I have found an article by Huebschmann, Rudolph and Schmidt: http://www.springerlink.com/content/b8v216v0m8h16264/ about "A Gauge Model for Quantum Mechanics on a Stratified Space" and I am very interested in this subject, but I don't have any background in gauge-field theory or something like that.

So my question is, if there are any good introductory books or overview articles which cover **Hamiltonian (quantum) gauge field theory on the lattice in a geometrical mathematical language** like the article mentioned above? Especially I am interested in references which deal with more regular cases rather than the singular cases discussed in the article above. Finally it is important that it covers this topic in a way that one can gain a bit deeper physical understanding (without giving up a clear, rigorous and geometrical mathematical language).

**Added**
Thanks for your answers. Gauge field theory seems to be a very wide field, so I should perhaps mention why I want to learn some basics about gauge field theory beside of very strong intrinsic interest.
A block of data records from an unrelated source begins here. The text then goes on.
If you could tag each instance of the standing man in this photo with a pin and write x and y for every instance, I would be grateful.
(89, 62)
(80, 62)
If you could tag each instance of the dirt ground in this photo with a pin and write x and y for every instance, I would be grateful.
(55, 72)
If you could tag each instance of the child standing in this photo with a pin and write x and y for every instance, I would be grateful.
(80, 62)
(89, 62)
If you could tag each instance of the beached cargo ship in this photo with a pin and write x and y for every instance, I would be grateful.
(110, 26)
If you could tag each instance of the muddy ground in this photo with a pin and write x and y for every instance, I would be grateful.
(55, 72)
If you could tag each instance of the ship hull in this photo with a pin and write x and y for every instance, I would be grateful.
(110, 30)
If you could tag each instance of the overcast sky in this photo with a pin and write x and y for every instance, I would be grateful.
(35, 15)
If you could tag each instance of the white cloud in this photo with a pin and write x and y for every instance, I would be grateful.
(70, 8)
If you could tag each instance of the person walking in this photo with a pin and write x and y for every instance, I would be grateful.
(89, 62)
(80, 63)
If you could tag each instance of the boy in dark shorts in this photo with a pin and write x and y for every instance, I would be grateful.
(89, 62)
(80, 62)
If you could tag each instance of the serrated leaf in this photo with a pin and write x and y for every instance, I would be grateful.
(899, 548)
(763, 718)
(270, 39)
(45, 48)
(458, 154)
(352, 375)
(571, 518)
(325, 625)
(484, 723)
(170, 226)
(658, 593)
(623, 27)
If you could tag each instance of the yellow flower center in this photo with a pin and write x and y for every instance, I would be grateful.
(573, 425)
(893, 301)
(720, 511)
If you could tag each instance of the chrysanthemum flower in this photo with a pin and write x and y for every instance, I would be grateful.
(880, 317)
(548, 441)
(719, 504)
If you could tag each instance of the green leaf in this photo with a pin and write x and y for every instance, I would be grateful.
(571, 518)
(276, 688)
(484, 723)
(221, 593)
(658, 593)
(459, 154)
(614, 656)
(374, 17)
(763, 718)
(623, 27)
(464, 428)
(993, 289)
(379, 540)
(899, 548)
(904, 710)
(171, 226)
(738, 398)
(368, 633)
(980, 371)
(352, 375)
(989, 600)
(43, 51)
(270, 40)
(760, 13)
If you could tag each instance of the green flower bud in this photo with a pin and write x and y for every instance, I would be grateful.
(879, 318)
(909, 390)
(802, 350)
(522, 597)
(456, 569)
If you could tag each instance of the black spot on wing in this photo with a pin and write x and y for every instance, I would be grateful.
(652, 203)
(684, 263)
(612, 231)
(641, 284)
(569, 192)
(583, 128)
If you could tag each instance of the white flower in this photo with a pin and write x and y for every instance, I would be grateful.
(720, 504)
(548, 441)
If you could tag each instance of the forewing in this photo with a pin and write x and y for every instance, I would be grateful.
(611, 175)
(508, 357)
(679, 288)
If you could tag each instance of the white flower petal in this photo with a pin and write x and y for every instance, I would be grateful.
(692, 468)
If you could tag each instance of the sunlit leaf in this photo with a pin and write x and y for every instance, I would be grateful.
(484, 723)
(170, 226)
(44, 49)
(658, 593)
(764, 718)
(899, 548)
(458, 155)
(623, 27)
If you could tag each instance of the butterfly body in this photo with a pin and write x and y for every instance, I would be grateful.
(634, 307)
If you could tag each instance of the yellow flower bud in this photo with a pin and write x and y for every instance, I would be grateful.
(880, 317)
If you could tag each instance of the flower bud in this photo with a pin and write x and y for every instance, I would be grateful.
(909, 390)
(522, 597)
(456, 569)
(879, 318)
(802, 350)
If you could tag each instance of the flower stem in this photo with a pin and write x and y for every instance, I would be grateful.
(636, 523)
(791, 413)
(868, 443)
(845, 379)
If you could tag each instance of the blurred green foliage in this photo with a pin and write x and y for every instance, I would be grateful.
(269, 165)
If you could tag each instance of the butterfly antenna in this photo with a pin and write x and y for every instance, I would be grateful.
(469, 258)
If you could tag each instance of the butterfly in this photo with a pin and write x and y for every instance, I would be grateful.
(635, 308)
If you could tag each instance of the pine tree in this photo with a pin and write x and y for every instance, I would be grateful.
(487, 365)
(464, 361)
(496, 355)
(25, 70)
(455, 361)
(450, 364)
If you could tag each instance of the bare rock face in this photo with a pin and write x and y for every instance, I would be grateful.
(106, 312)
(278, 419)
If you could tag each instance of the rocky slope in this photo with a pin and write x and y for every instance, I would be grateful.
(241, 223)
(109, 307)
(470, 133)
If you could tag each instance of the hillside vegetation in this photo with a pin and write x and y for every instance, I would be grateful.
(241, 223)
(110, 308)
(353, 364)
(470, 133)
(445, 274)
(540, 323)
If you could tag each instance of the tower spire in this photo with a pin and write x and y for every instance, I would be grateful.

I am studying phase-space reduction in the context of deformation quantization of systems with finite degrees of freedom. Now I want to know if it is possible to reinterpret this situation (at least as a toy model) in some way in terms of gauge field theories. So my aim is to learn at least as much of gauge field theory that I can understand if and why such an reinterpretation is possible or how far one can go.

The idea to look for **lattice** gauge theories was the following quote from the paper by Huebschmann et. al.

"Gauge theory in the Hamiltonian approach, phrased on a finite spatial lattice, leads to tractable finite-dimensional models for which one can analyze the role of singularities explicitly. Under such circumstances, after a choice of tree gauge has been made, the unreduced classical phase space amounts to the total space $T^* (K \times \dots \times K)$ of the cotangent bundle on a product of finitely many copies of the manifold underlying the structure group $K$. Gauge transformations are then given by the lift of the action of K on $K \times \dots \times K$ by diagonal conjugation. This leads to a finite-dimensional Hamiltonian system with symmetries."

Why a asked for a "geometric language" is clear because the strength of deformation quantization is in fact in the area of the quantization of systems with a more complex phase-space geometry.

Having this additional information it is perhaps easier for you to give me some hints where to start in literature.